Eric Norman, in his book 'THE UNDERPEOPLE' (1969., Award Books., N.Y.), relayed a highly unusual account of a strange dwarfish human-like visiter who appeared from a hidden underground passage within the basement of an ancient German abby:
"Pepin the Short, the pint-sized father of Emperor Charlemagne, was the founder of the Brunia Monastery in the fabled Trier region of ancient Prussia. In A.D. 1138, a strange series of events culminated in an unusual visitation by a bizarre little man.
"There had been several nocturnal visitations to the monastery's wine cellar and its steward voiced his suspicions to the abbot: 'The monks are slipping into the wine cellar and sampling the casks.'
"The abbot frowned at the thought of a possible scandal and asked, 'When did this begin?'
"'It's been going on for several months. I didn't mind it when they only took a cup or two,' explained the embarrassed monk. 'Last night, the culprit tapped a huge cask and forgot to stop the bunghole. A whole keg of wine drained out onto the cellar floor.'
"The abbot hurried to the cellar, inspected the damage, then carefully tapped the bunghole in each of the huge casks.
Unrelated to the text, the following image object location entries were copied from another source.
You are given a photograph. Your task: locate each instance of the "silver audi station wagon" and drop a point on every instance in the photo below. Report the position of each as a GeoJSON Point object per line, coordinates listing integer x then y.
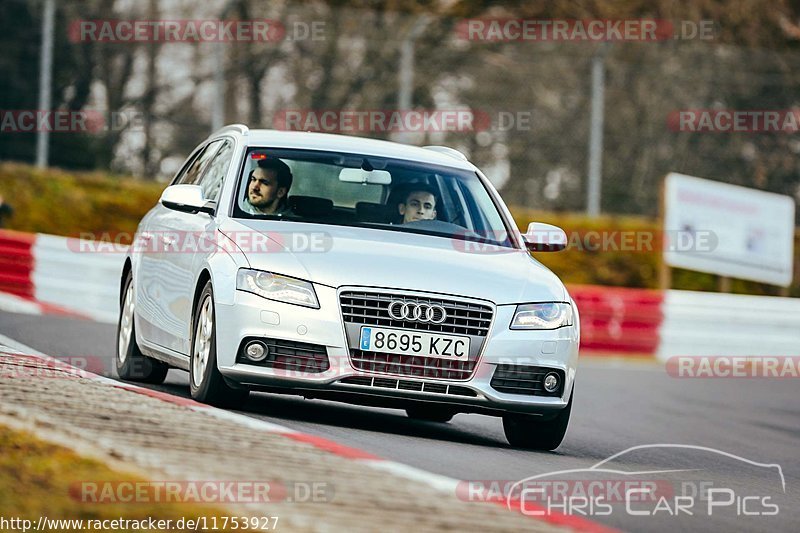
{"type": "Point", "coordinates": [346, 268]}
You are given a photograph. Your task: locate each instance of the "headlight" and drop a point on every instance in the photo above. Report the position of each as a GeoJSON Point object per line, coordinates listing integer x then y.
{"type": "Point", "coordinates": [542, 316]}
{"type": "Point", "coordinates": [277, 287]}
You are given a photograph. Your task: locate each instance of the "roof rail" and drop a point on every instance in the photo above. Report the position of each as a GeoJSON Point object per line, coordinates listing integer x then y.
{"type": "Point", "coordinates": [452, 152]}
{"type": "Point", "coordinates": [239, 128]}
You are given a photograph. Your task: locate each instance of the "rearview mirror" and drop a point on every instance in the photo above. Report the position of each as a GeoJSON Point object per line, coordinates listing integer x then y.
{"type": "Point", "coordinates": [186, 198]}
{"type": "Point", "coordinates": [358, 175]}
{"type": "Point", "coordinates": [542, 237]}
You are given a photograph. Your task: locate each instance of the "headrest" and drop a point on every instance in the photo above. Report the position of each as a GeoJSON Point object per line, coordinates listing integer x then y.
{"type": "Point", "coordinates": [310, 206]}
He anointed the cellar with holy water, securely locked the door and placed a saint's relic above the entrance, declaring, 'None of our monks would dare transgress against the power of the Cross.'
"The following morning, a sleepy-eyed abbot unlocked the cellar door and squinted into the dim room. Followed by a group of curious monks, the abbot discovered that another keg of wine had been tapped; the floor was covered with the rich, red liquid. Suddenly, the abbot spotted movement in the dark shadows in the far corner of the cellar. 'There's the thief,' he shouted. 'Grab the transgressor and prepare him for punishment!'
"Two burly monks rushed forward and grabbed the shadowy figure. They carried the struggling thief into the light and the abbot stared in wonder at a dark-skinned dwarf, who glared back in impassive silence.
"'Are you a Nubian? How did you get in our wine cellar?' inquired the abbot.
"The strange little man would not speak.
"'Do you have parents?' the abbot asked.
"'Here! Here! This fellow got in through the wall,' called a monk, pointing to a displaced stone that covered a small tunnel leading down into the earth. The bewildered monks crowded around the secret tunnel as one quaking novice suggested the tunnel must lead to the Devil's lair. An older monk spoke knowingly of subterranean demons who delighted in tormenting those who had taken the vows.
"Despite his crime, the captured dwarf was accepted into the society of holy men. 'He looks human and the least we can do is provide the poor child with a Christian education,' the abbot said. But, in spite of the kindness showed him by the monks, the dwarf refused to utter a single word. He sat quietly on the bed in a cross-legged position, staring directly ahead and refusing all food and drink. After several weeks of fasting, the monastery dwellers were concerned for the life of their visitor and a visiting bishop was asked for his advice as the dwarf was brought into the great hall and introduced to him.
"'Good Lord! You must expel this Devil's child at once!' the alarmed bishop shouted. 'He is a demon and the tool of the devil!'
"Gervase, a monk at Christ Church, Canterbury, England, later inscribed this strange ending to the dwarf's appearance in his manuscript: '...The demon ran in alarm from the holy words. He went to the cellar and returned to his underworld tribe!'"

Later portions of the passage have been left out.